Error recovery (2022-05-07)

Problem: we have two fairly generic cases of recovery bounded within a range:

  • sequences: int x; this is absolute garbage; x++;
  • brackets: void foo() { this is garbage too }

So far, we've thought of these as different, and had precise ideas about brackets (“lazy parsing”) and vague ones about sequences. Con we unify them instead?

In both cases we want to recognize the bounds of the garbage item based on basic token-level features of the surrounding code, and avoid any interference with the surrounding code.

Brackets

Consider a rule like compound-stmt := { stmt-seq }.

The desired recovery is:

  • if we fail at { . stmt-seq }
  • ... and we can find for the matching }
  • then consume up to that token as an opaque broken stmt-seq
  • ... and advance state to { stmt-seq . }

We can annotate the rule to describe this: { stmt-seq [recovery] }. We can generalize as { stmt-seq [recovery=rbrace] }, allowing for different strategies to find the resume point.

(It‘s OK to assume we’re skipping over one RHS nonterminal, we can always introduce a nonterminal for the bracket contents if necessary).

Sequences

Can we apply the same technique to sequences? Simplest case: delimited right-recursive sequence.

param-list := param
param-list := param , param-list

We need recovery in both rules. param in the first rule matches the last param in a list, in the second rule it matches all others. We want to recover in any position.

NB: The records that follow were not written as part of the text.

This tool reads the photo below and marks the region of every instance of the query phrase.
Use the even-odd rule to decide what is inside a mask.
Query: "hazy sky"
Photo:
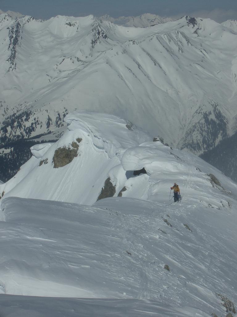
[[[210,17],[217,22],[237,20],[237,0],[0,0],[0,9],[36,18],[58,15],[83,16],[105,14],[114,17],[144,13],[162,16]]]

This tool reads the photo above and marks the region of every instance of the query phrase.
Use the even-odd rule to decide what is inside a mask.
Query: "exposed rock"
[[[234,317],[231,313],[229,313],[226,316],[226,317]]]
[[[146,174],[147,171],[144,167],[142,168],[141,170],[139,170],[138,171],[134,171],[133,172],[133,175],[134,176],[137,176],[137,175],[140,175],[140,174]]]
[[[129,130],[131,130],[131,131],[134,130],[136,128],[133,124],[130,121],[127,121],[127,124],[126,125],[126,127]]]
[[[78,145],[73,142],[70,147],[59,147],[55,151],[53,158],[54,168],[62,167],[70,163],[75,157],[77,156]],[[76,147],[75,148],[74,147]]]
[[[100,193],[97,199],[97,201],[103,198],[112,197],[115,193],[116,190],[115,186],[112,183],[110,178],[108,177],[105,182],[104,188],[102,188]]]
[[[80,143],[82,141],[82,139],[81,138],[78,138],[77,139],[76,139],[76,141],[77,143]]]
[[[172,153],[172,152],[170,152],[170,153],[171,154],[171,155],[173,155],[174,157],[175,158],[177,158],[177,159],[180,160],[180,161],[182,161],[182,162],[185,161],[184,160],[182,159],[182,158],[180,158],[179,156],[178,156],[178,155],[175,155],[175,154],[174,154],[174,153]]]
[[[42,161],[40,161],[40,166],[41,166],[43,163],[44,163],[44,164],[47,164],[48,163],[48,159],[46,158],[45,159],[43,159]]]
[[[226,308],[226,311],[227,313],[228,312],[230,311],[234,314],[236,314],[236,311],[234,308],[234,304],[232,301],[228,299],[227,297],[225,296],[223,296],[221,294],[217,294],[217,296],[220,297],[222,301],[224,302],[224,303],[222,304],[222,305]]]
[[[191,231],[191,232],[192,232],[192,231],[191,230],[189,227],[187,225],[187,224],[185,224],[184,223],[184,225],[185,227],[187,228],[187,229],[188,229],[188,230],[189,230],[190,231]]]
[[[198,24],[197,20],[195,18],[191,18],[187,16],[186,16],[186,20],[188,21],[188,25],[190,25],[191,24],[193,28],[194,28],[195,25]]]
[[[163,138],[161,138],[161,137],[155,137],[155,138],[153,138],[153,142],[157,142],[158,141],[160,141],[161,143],[162,143],[164,145],[165,145],[166,146],[169,146],[167,143],[165,143],[164,141],[164,139]],[[171,148],[170,148],[171,149]]]
[[[127,188],[125,186],[124,187],[123,187],[121,190],[118,193],[118,197],[121,197],[122,196],[122,193],[123,191],[125,191],[127,190]]]
[[[162,219],[163,219],[163,221],[164,221],[164,222],[165,222],[168,225],[168,226],[169,226],[170,227],[173,226],[171,223],[170,223],[167,219],[165,219],[163,218],[162,218]]]
[[[164,267],[164,268],[165,268],[166,270],[167,270],[167,271],[168,271],[169,272],[170,271],[169,267],[169,266],[167,264],[166,264],[165,265],[165,266]]]
[[[210,178],[210,181],[213,187],[215,187],[214,184],[217,186],[221,187],[221,183],[213,174],[207,174],[207,175]]]
[[[76,149],[76,150],[78,150],[79,148],[79,146],[76,142],[73,142],[71,144],[71,146],[74,149]]]

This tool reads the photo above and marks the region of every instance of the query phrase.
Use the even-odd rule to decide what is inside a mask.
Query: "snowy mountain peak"
[[[25,17],[1,27],[3,146],[54,133],[85,109],[198,154],[236,131],[237,36],[210,19],[127,28],[93,16]]]
[[[164,18],[150,13],[145,13],[138,16],[120,16],[117,18],[106,14],[100,18],[123,26],[144,28],[173,21],[171,18]]]
[[[42,297],[15,294],[81,298],[78,306],[60,298],[71,317],[98,315],[97,305],[101,316],[235,314],[237,184],[113,115],[75,111],[64,121],[57,142],[34,146],[0,184],[3,314],[18,300],[27,312],[29,301],[31,316],[33,307],[53,315],[45,299],[39,308]]]
[[[237,33],[237,20],[227,20],[222,23],[222,25]]]

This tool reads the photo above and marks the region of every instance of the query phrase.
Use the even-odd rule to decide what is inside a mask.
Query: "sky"
[[[60,15],[107,14],[113,17],[144,13],[178,18],[184,15],[221,23],[237,20],[236,0],[0,0],[0,9],[47,19]]]

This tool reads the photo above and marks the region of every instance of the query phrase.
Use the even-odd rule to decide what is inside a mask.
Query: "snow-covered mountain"
[[[156,24],[165,23],[173,21],[171,18],[165,18],[156,14],[145,13],[138,16],[120,16],[113,18],[106,14],[100,18],[103,21],[109,21],[114,24],[122,25],[123,26],[135,28],[146,28],[152,26]]]
[[[0,10],[0,14],[8,14],[9,16],[13,19],[17,19],[18,18],[22,17],[25,16],[19,12],[15,12],[14,11],[10,11],[8,10],[6,12]]]
[[[119,116],[200,153],[236,130],[236,34],[184,17],[127,28],[92,16],[2,15],[1,141],[53,131],[76,109]]]
[[[237,184],[115,116],[64,120],[0,185],[1,312],[236,315]]]
[[[237,33],[237,20],[227,20],[222,23],[222,25],[228,28]]]

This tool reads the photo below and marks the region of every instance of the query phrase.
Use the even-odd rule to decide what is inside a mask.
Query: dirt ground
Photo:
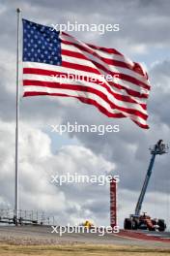
[[[169,256],[170,249],[137,246],[63,244],[63,245],[10,245],[0,244],[1,256]]]

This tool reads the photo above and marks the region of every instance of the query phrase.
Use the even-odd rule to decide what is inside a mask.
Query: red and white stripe
[[[114,48],[85,44],[66,33],[60,38],[61,66],[23,62],[23,96],[74,97],[96,106],[108,117],[128,116],[140,127],[149,128],[150,82],[143,68]],[[71,74],[75,80],[69,79]],[[104,75],[119,75],[119,80],[109,81]]]

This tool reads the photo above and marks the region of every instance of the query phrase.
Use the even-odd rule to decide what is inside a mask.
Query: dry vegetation
[[[0,244],[0,255],[30,256],[169,256],[170,249],[117,245],[10,245]]]

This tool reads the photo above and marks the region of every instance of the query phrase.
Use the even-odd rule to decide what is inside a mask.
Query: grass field
[[[170,249],[117,245],[9,245],[0,244],[0,256],[169,256]]]

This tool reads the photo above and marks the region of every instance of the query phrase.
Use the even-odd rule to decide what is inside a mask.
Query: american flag
[[[24,97],[73,97],[108,117],[129,117],[149,128],[150,82],[140,64],[115,48],[85,44],[52,27],[22,21]]]

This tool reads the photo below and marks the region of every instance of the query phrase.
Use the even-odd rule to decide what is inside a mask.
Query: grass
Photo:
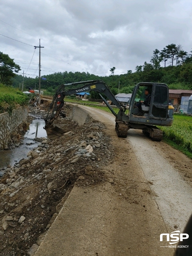
[[[172,126],[159,128],[163,131],[164,138],[168,144],[171,145],[171,142],[172,146],[179,148],[186,155],[188,152],[192,153],[192,116],[175,115]]]
[[[27,105],[28,101],[28,96],[20,91],[0,84],[0,113],[7,111],[11,114],[13,109]]]

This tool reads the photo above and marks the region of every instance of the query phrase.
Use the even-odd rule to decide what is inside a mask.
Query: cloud
[[[29,0],[24,4],[2,0],[0,5],[2,20],[36,38],[1,21],[0,33],[32,45],[40,38],[42,53],[65,62],[42,54],[42,65],[52,72],[109,71],[114,66],[117,71],[134,70],[149,62],[156,48],[175,43],[191,50],[189,0]],[[0,36],[1,51],[30,62],[32,47]],[[38,51],[33,60],[36,62]],[[31,68],[34,69],[28,73],[33,74],[35,64]],[[42,75],[51,73],[42,70]]]

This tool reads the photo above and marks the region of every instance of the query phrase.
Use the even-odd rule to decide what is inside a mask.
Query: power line
[[[74,67],[76,67],[76,68],[81,68],[82,69],[83,68],[80,68],[80,67],[77,67],[77,66],[75,66],[75,65],[73,65],[72,64],[70,64],[70,63],[68,63],[67,62],[66,62],[66,61],[64,61],[63,60],[59,60],[59,59],[57,59],[57,58],[55,58],[54,57],[52,57],[52,56],[50,56],[50,55],[48,55],[47,54],[45,54],[45,53],[44,53],[43,52],[41,53],[42,54],[44,54],[44,55],[46,55],[47,56],[49,56],[49,57],[51,57],[52,58],[53,58],[53,59],[55,59],[56,60],[60,60],[61,61],[62,61],[63,62],[65,62],[65,63],[67,63],[67,64],[69,64],[69,65],[71,65],[71,66],[74,66]]]
[[[34,56],[34,54],[35,53],[35,52],[36,50],[36,47],[35,47],[35,51],[34,51],[34,52],[33,53],[33,56],[32,57],[32,59],[31,59],[31,62],[30,62],[30,63],[29,65],[29,66],[28,67],[28,68],[27,69],[27,71],[26,71],[26,72],[27,72],[27,71],[28,69],[29,68],[29,66],[30,66],[31,63],[31,61],[32,61],[32,60],[33,60],[33,56]]]
[[[16,61],[22,61],[22,62],[29,62],[29,61],[26,61],[25,60],[16,60]],[[18,62],[18,63],[19,63],[19,62]],[[32,63],[36,63],[37,64],[38,63],[38,62],[33,62]]]
[[[10,38],[10,39],[12,39],[12,40],[14,40],[15,41],[17,41],[18,42],[19,42],[20,43],[22,43],[22,44],[27,44],[28,45],[30,45],[30,46],[32,46],[33,47],[34,47],[33,45],[32,45],[31,44],[26,44],[25,43],[23,43],[23,42],[21,42],[20,41],[18,41],[18,40],[16,40],[15,39],[13,39],[13,38],[11,38],[11,37],[9,37],[9,36],[4,36],[4,35],[2,35],[2,34],[0,34],[1,36],[5,36],[5,37],[7,37],[8,38]]]
[[[28,63],[24,63],[24,62],[18,62],[17,61],[15,61],[15,63],[19,63],[20,64],[29,64]],[[28,62],[29,62],[29,61]],[[37,63],[37,62],[36,62],[36,63],[33,62],[33,63],[31,63],[31,65],[37,65],[37,64],[38,64],[38,63]]]
[[[0,20],[0,21],[2,21],[2,22],[3,22],[4,23],[5,23],[5,24],[7,24],[7,25],[9,25],[9,26],[11,26],[11,27],[12,27],[12,28],[16,28],[16,29],[18,29],[18,30],[19,30],[20,31],[21,31],[22,32],[23,32],[24,33],[25,33],[26,34],[27,34],[28,35],[29,35],[29,36],[33,36],[34,37],[35,37],[35,38],[37,38],[37,37],[36,37],[36,36],[32,36],[32,35],[30,35],[30,34],[29,34],[28,33],[25,32],[24,31],[23,31],[23,30],[21,30],[20,29],[19,29],[19,28],[15,28],[15,27],[13,27],[13,26],[12,26],[11,25],[10,25],[10,24],[8,24],[8,23],[6,23],[6,22],[5,22],[4,21],[3,21],[3,20]],[[38,39],[39,38],[37,38],[37,39]]]

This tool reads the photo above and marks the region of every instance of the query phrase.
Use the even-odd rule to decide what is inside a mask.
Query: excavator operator
[[[149,91],[148,89],[146,89],[145,90],[145,95],[146,96],[146,98],[145,100],[140,100],[139,102],[136,104],[136,107],[138,108],[140,110],[141,112],[142,112],[141,104],[143,103],[146,106],[148,107],[151,100],[151,94],[149,93]]]

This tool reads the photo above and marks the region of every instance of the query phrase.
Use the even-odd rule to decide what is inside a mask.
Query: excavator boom
[[[85,84],[79,88],[67,90],[65,90],[65,87],[66,86],[73,86],[82,84]],[[104,93],[117,108],[123,111],[123,106],[114,96],[107,85],[102,80],[92,80],[83,81],[62,85],[58,88],[56,93],[53,95],[53,99],[50,104],[48,113],[44,119],[45,122],[44,129],[47,131],[48,138],[50,139],[55,139],[66,133],[66,131],[61,129],[60,128],[56,126],[51,128],[53,122],[59,116],[62,108],[65,104],[65,102],[64,100],[65,97],[66,96],[76,94],[78,92],[92,91],[96,91],[100,93],[99,94],[101,99],[105,102],[112,113],[116,117],[117,116],[117,114],[108,104],[105,99],[100,94],[101,93]],[[49,115],[50,111],[52,108],[53,108],[52,113],[50,115]]]

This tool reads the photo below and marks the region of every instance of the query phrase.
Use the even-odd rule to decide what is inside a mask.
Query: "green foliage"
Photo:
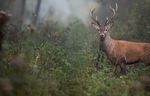
[[[144,9],[139,7],[139,2],[143,2]],[[116,36],[124,36],[123,31],[138,35],[148,32],[143,24],[150,19],[149,12],[142,14],[142,10],[148,11],[149,3],[149,0],[138,0],[124,28],[118,27],[123,25],[118,20],[112,32],[118,32]],[[67,27],[49,21],[39,25],[34,32],[25,28],[14,37],[6,36],[0,77],[11,81],[13,90],[0,93],[9,93],[8,96],[149,96],[142,87],[141,76],[149,73],[150,67],[131,65],[127,67],[127,75],[120,74],[119,68],[113,74],[110,62],[104,56],[100,62],[102,68],[96,70],[96,32],[76,18],[73,21],[76,22]],[[127,26],[128,23],[135,29]]]

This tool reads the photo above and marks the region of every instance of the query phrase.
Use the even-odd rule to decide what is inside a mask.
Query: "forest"
[[[150,0],[0,0],[0,96],[150,96],[150,66],[112,72],[91,25],[116,3],[110,36],[150,43]]]

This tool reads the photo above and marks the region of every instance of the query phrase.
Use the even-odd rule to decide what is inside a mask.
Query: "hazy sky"
[[[35,0],[27,0],[27,10],[34,11],[35,5]],[[68,18],[74,16],[87,24],[93,7],[98,8],[100,4],[95,0],[42,0],[40,18],[67,24]]]

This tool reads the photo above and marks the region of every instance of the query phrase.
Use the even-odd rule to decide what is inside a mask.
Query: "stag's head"
[[[0,26],[3,26],[11,17],[11,14],[5,12],[5,11],[0,11]]]
[[[109,29],[112,27],[113,25],[113,20],[114,20],[114,17],[116,17],[116,12],[118,10],[118,5],[116,3],[116,8],[112,8],[110,6],[110,9],[112,11],[112,16],[109,17],[109,18],[106,18],[106,21],[104,23],[100,23],[98,20],[97,20],[97,16],[94,17],[94,11],[95,11],[95,8],[91,10],[91,18],[92,18],[92,25],[93,27],[96,29],[96,31],[99,33],[100,35],[100,39],[103,41],[105,40],[107,34],[108,34],[108,31]]]

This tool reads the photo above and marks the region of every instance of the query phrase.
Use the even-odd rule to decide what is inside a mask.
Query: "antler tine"
[[[116,3],[116,7],[115,8],[113,8],[112,6],[110,6],[110,9],[111,9],[113,15],[110,18],[106,18],[105,25],[108,25],[109,23],[113,22],[112,20],[114,19],[114,17],[116,16],[116,12],[118,11],[118,5],[117,5],[117,3]]]
[[[93,9],[91,9],[91,18],[92,18],[92,20],[95,22],[95,23],[97,23],[98,25],[100,25],[100,23],[99,23],[99,21],[98,21],[98,19],[97,19],[97,16],[94,18],[94,11],[95,11],[95,8],[93,8]]]

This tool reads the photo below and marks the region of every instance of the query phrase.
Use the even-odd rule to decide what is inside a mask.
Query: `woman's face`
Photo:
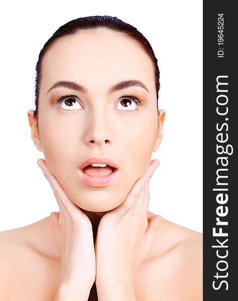
[[[115,208],[144,176],[163,137],[165,113],[158,113],[151,59],[123,35],[87,31],[56,42],[44,58],[42,74],[38,124],[31,129],[48,168],[79,207],[98,212]],[[110,90],[128,80],[140,81],[146,88],[121,85]],[[58,86],[48,92],[62,81],[84,88]],[[141,102],[123,97],[126,94]],[[73,96],[57,103],[67,95]],[[106,157],[116,165],[109,184],[92,187],[83,180],[79,167],[92,156]]]

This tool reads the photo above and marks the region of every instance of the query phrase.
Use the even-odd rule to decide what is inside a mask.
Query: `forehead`
[[[155,89],[151,59],[134,40],[100,29],[57,41],[43,59],[41,86],[46,90],[56,81],[69,80],[102,91],[129,79]]]

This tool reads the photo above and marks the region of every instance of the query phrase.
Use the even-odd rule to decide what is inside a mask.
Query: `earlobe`
[[[43,150],[39,137],[37,119],[33,117],[34,112],[34,111],[33,110],[29,110],[27,112],[28,121],[31,128],[31,137],[37,149],[40,152],[42,152]]]
[[[153,153],[157,152],[160,146],[160,143],[163,139],[163,129],[164,128],[164,122],[165,118],[165,111],[162,109],[159,111],[160,114],[158,115],[158,135],[156,142],[153,149]]]

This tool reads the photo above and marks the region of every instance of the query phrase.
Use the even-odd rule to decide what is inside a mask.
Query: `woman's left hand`
[[[149,181],[157,164],[158,160],[150,162],[145,176],[137,181],[124,202],[100,221],[95,244],[98,293],[106,288],[113,290],[115,284],[129,289],[136,270],[146,258],[162,220],[160,215],[147,219]]]

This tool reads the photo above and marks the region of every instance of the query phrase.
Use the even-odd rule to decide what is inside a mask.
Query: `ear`
[[[160,114],[158,114],[158,135],[153,151],[153,153],[159,149],[160,143],[163,139],[163,129],[164,128],[164,122],[165,118],[165,111],[162,109],[160,110],[159,113]]]
[[[34,112],[34,111],[33,110],[29,110],[27,112],[28,115],[28,121],[29,122],[30,127],[31,127],[31,137],[37,149],[39,150],[42,152],[43,150],[39,137],[37,120],[36,118],[35,119],[33,117]]]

If we want to be able to recovery int x int y as two parameters, then we should extract a param-and-comma rule that recovery could operate on.

Last vs not-last elements

Sequences will usually have two rules with recovery, we discussed:

  • how to pick the correct one to recover with
  • in a left-recursive rule they correspond to last & not-last elements
  • the recovery strategy knows whether we're recoverying last or not-last
  • we could have the strategy return (pos, symbol parsed), and artificially require distinct symbols (e.g. stmt vs last_stmt).
  • we can rewrite left-recursion in the grammar as right-recursion

However, on reflection I think we can simply allow recovery according to both rules. The “wrong” recovery will produce a parse head that dies.

How recovery fits into GLR

Recovery should kick in at the point where we would otherwise abandon all variants of an high-level parse.

e.g. Suppose we're parsing static_cast<foo bar baz>(1) and are up to bar. Our GSS looks something like:

     "the static cast's type starts at foo"
---> {expr := static_cast < . type > ( expr )}
         |     "foo... is a class name"
         +---- {type := identifier .}
         |     "foo... is a template ID"
         +---- {type := identifier . < template-arg-list >}

Since foo bar baz isn't a valid class name or template ID, both active heads will soon die, as will the parent GSS Node - the latter should trigger recovery.

  • we need a refcount in GSS nodes so we can recognize never-reduced node death
  • when a node dies, we look up its recovery actions (symbol, strategy). These are the union of the recovery actions for each item. They can be stored in the action table. Here: actions[State, death] = Recovery(type, matching-angle-bracket)
  • we try each strategy: feeding in the start position = token of the dying node (foo) getting out the end position (>).
  • We form an opaque forest node with the correct symbol (type) spanning [start, end)
  • We create a GSS node to represent the state after recovery. The new state is found in the Goto table in the usual way.
     "the static cast's type starts at foo"
---> {expr := static_cast < . type > ( expr )}
         |     "`foo bar baz` is an unparseable type"
         +---- {expr := static_cast < type . > (expr)}

Which recovery heads to activate

We probably shouldn't always create active recovery heads when a recoverable node dies (and thus keep it alive). By design GLR creates multiple speculative parse heads and lets incorrect heads disappear.

Concretely, the expression (int *)(x) is a valid cast, we probably shouldn't also parse it as a call whose callee is a broken expr.

The simplest solution is to only create recovery heads if there are no normal heads remaining, i.e. if parsing is completely stuck. This is vulnerable if the “wrong” parse makes slightly more progress than the “right” parse which has better error recovery.

A sophisticated variant might record recovery opportunities and pick the one with the rightmost endpoint when the last parse head dies.

We should consider whether including every recovery in the parse forest might work after all - this would let disambiguation choose “broken” but likely parses over “valid” but unlikely ones.